On savait que le vieux M. de Geldberg était le négoce incarné. Comment admettre ce subit amour du repos ? L’abdication est possible chez un empereur : on conçoit Dioclétien, Charles-Quint, Casimir de Pologne. Mais, chez un banquier, c’est la chose invraisemblable. Qui plume-t-on, en effet, à planter des choux ?

On disait que le respectable vieillard avait cédé plus ou moins à un petit complot de famille. Tout le monde s’en était mêlé : ses deux associés, son fils, le brillant Abel de Geldberg, madame de Laurens, la comtesse Lampion et Lia, la douce enfant qui entourait ses derniers jours de soins si bons et si tendres.

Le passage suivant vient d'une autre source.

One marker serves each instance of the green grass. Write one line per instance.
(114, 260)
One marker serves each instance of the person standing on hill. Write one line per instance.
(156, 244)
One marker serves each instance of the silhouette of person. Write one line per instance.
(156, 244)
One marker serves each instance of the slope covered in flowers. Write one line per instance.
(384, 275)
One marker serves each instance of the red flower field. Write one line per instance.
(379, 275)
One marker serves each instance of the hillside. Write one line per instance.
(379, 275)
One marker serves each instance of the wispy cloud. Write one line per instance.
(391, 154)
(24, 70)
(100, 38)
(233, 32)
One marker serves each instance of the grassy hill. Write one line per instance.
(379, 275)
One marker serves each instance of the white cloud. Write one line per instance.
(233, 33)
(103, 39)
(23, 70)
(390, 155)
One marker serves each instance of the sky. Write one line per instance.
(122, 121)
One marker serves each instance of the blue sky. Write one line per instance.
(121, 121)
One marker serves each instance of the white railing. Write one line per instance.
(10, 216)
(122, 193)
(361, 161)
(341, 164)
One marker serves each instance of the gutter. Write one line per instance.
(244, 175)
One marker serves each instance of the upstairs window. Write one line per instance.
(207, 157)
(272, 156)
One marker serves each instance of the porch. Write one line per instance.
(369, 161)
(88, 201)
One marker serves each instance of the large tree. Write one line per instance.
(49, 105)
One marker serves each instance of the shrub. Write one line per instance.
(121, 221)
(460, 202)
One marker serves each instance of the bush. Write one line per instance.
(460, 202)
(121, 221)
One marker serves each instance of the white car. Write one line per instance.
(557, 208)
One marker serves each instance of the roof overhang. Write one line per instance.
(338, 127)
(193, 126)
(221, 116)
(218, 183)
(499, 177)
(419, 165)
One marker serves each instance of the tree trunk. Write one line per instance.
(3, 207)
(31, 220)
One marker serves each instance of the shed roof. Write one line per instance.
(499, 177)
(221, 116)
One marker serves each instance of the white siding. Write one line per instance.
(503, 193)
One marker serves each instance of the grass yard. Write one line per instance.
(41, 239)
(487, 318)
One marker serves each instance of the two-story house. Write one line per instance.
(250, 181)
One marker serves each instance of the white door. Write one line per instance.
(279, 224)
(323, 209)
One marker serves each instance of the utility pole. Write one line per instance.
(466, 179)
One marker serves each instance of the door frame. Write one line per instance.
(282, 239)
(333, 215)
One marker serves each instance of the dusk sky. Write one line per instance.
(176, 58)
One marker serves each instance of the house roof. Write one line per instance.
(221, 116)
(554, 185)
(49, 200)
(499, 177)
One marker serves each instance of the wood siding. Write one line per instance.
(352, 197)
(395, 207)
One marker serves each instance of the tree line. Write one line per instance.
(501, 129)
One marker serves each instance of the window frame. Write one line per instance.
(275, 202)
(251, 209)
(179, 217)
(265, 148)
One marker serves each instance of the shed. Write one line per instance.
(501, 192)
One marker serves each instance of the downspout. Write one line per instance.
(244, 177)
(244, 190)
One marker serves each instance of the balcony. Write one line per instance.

Si violence il y avait eu, elle était toute dans l’intérêt du vieillard : ceci restait hors de doute. Les trois filles de M. de Geldberg, anges de piété filiale, ne pouvaient avoir que de vertueuses pensées. M. Abel valait pour le moins ses sœurs, et quant aux deux associés, c’étaient de si braves gens !

On avait voulu forcer le vieux banquier à se reposer, voilà tout ; on avait éloigné de lui des fatigues, qui, vraiment, ne convenaient plus à son grand âge. Il était toujours le chef nominal de la maison, et Dieu sait qu’on lui payait en respect le double de ce qu’on lui enlevait en pouvoir.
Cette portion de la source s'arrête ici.